Because of the port’s Homeland Security concerns, the outing took many months to arrange. Except for a brief stop for photo-taking, the group remained on the bus under the watch of communications and risk-management personnel from Ports America, the company that operates the two terminals.

“Longshoremen are the guys you [doctors] probably see the most of,” says guide Darren Thompson, a yard manager at Dundalk Marine Terminal. “They are at the highest risk of getting injured. One of the most physical jobs here is lashing and unlashing cargo. That’s where strains, pulled backs and slipped disks can happen.”

However that doesn’t mean that the work of equipment operators is less demanding. “Being a crane operator is a high-skill, high-stress job. A lot of guys have been doing it for 40 years, and if they take three days vacation a year, that’s a lot.”

Long hours also take a nutritional toll. “It’s hard to get a healthy salad somewhere when you get off your shift at 2 in the morning,” Thompson told the physicians.

Eager to learn more about the lives of his patients, Adam Possner began investigating industrial areas of Dundalk as a first-year resident. With the support of David Hellmann, vice dean and chair of medicine at Bayview, Possner organized the first Hopkins group tour at the steel mill at Sparrows Point two years ago.

Hellmann says such outings embody medical pioneer William Osler’s belief that “It is much more important to know what sort of patient has a disease than what sort of a disease a patient has.”

“Certainly one of the best ways to get to know the patient as a person is to visit where he or she works,” he points out.

Alicia Arbaje, a physician in geriatric medicine, says her experience at the terminal will help her understand the work history of elderly patients as well as the challenges faced by family caregivers employed there.

“Many of our patients depend on family help in taking medicines and getting to their appointments,” she says. “A caregiver’s work schedule may make me choose medicines that have less frequent doses during the day—or assess whether a patient needs other community services I can help obtain.”

Gottlieb used his new knowledge recently when treating a 350-pound worker admitted to Bayview for “sky-high” blood pressure and heart failure.

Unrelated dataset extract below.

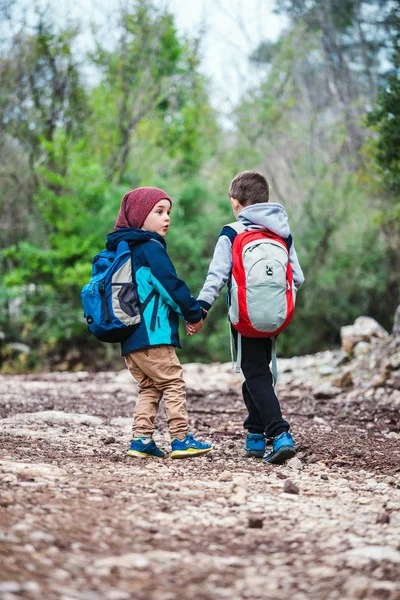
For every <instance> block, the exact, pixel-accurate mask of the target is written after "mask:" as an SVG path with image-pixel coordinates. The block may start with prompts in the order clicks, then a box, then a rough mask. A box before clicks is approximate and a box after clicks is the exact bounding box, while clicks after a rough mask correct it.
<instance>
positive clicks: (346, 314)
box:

The 27-year-old man told him that he worked part-time driving cars on and off ships.

“Oh, you mean the Ro-Ro ships?” Gottlieb asked, using port slang for the vessels that carry wheeled cargo.

“He gave me this big smile, like a kid who’d been recognized for doing something special,” the doctor recalls. Before long, they were discussing various aspects of his work and reasons behind the large amount of weight the patient had gained in only one year. The young man said that because of his low seniority in the union, he never knew when he’d be called in to work and that the lack of control over his schedule was stressful. He also told the doctor about other difficulties, such as snoring and fitful sleeping.

“We were able to have a very real, fluid conversation about things he wouldn’t ordinarily have mentioned to me,” Gottlieb says. “In  this case, he knew that I understood what he was all about.”